Some keep the Sabbath going to Church —
I keep it, staying at Home —
With a Bobolink for a Chorister —
And an Orchard, for a Dome —
Some keep the Sabbath in Surplice —
I just wear my Wings —
And instead of tolling the Bell, for Church,
Our little Sexton — sings.
God preaches, a noted Clergyman —
And the sermon is never long,
So instead of getting to Heaven, at last —
I’m going, all along.
I had the cadence of this poem in my head last Sunday as I went about my day. We, as a family, were exhausted. We, as a family, were skipping church. We go to church most Sundays. Matt and I ship our two kids dutifully off to Sunday School, and then we sit in our pew, side by side, where we sing and listen and sometimes we jot down notes and sometimes we don’t and somehow the pieces of the world seem to fit together a little better when we leave.
Last Sunday, though, I just did not want to leave the holy parameters of our five acres of land. Our lives feel uncomfortably crazy right now. Amélie is playing volleyball—that’s two practices and at least one game a week. Jack is playing flag football—that’s two practices and at least one game a week. Last Saturday Amelie had two volleyball games, Jack had one football practice, Matt had a migraine, and we had the additional (joyful and sweet) wedding of our niece to attend.
I am a homebody with a low threshold for chaos who came home from Saturday’s numerous events happy but completely wiped out. I knew, for a fact, that if I went to church the next morning, I would spend the rest of the day (the rest of the week?) completely off-kilter and probably completely cranky. So we stayed home.
Here’s what I would like to tell you about Sunday. I would like to tell you that we had family devotions and then, you know, made homemade bread for the homeless and crocheted blankets for the elderly. But that’s not what we did. I don’t really know what the rest of my family did, now that I sit here to think about it. Here’s what I did: I read a book. I did homeschool prep. I organized things for the new nutrition and fitness group I am leading on Facebook this month. I made paleo pumpkin granola and whipped up my weekly double-batch of almond butter. I did spend some time with God Sunday morning before my day began. Or did I? Honestly I can’t remember right now.
Now, don’t get me wrong, we have had Sundays at home where we have had our own service (see here, back in March 2013, my daughter organized and led us in church at home), but that didn’t happen this past Sunday.
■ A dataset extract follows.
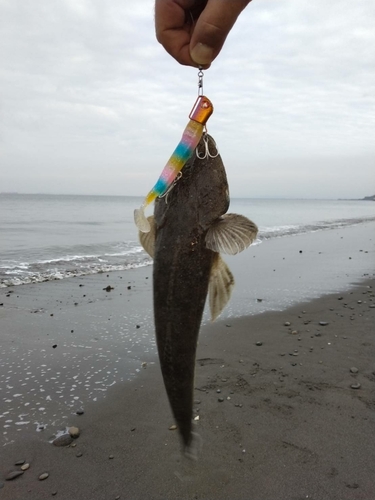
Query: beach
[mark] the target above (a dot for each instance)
(284, 390)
This past Sunday, we just all needed to be home, we needed to rest, we needed to be.
That got me thinking, though, about what an intentional Sunday at home might look like. Now please understand—I do believe that church is important. But I am also pretty sure God isn’t the one handing out perfect attendance certificates on Promotion Sunday. My spiritual director told me one time that when her children were young, they would stay home from church once a month. They would have a special breakfast together of coffee cake and fruit. They would take turns doing an activity and having a Bible lesson together. They would sing hymns. Sometimes they would play games or read books by C.S. Lewis or Tolkien or take a mountain trip. There was no bulletin. There was no attendance record. For all I know they stayed in their pajamas the whole day. And I would guess that her children remember more about Jesus and family and Sabbath during those weeks at home than they did from years of weeks in Sunday School. And I would also guess that the stories and hymns and coffee cake weaved together a beautiful tapestry of memories and faith that her children remember and treasure today.
Two of my favorite passages of the Bible are “God, make a fresh start in me, shape a Genesis week out of the chaos of my life” (Psalm 51:10 The MSG) and “Are you tired? Worn out? Burned out on religion? Come to me. Get away with me and you’ll recover your life. I’ll show you how to take a real rest. Walk with me and work with me—watch how I do it. Learn the unforced rhythms of grace” (Matthew 11:28-29 The MSG).
I am not going to quit going to church. I love church. I need church. And so do my kids.
But some Sundays—maybe one a month—I want to weave into my own faith and the faith of my children a day of coffee cake and fruit, Bible stories and hymns, great writers and fun games. I want God to take a Sunday of family time to shape a Genesis week out of the chaos of our lives and to recover our lives and to help us learn the unforced rhythms of grace. Because that’s what it’s about, isn’t it?
God creating something new in us
God recovering our lives
God leading us along in unforced rhythms of grace.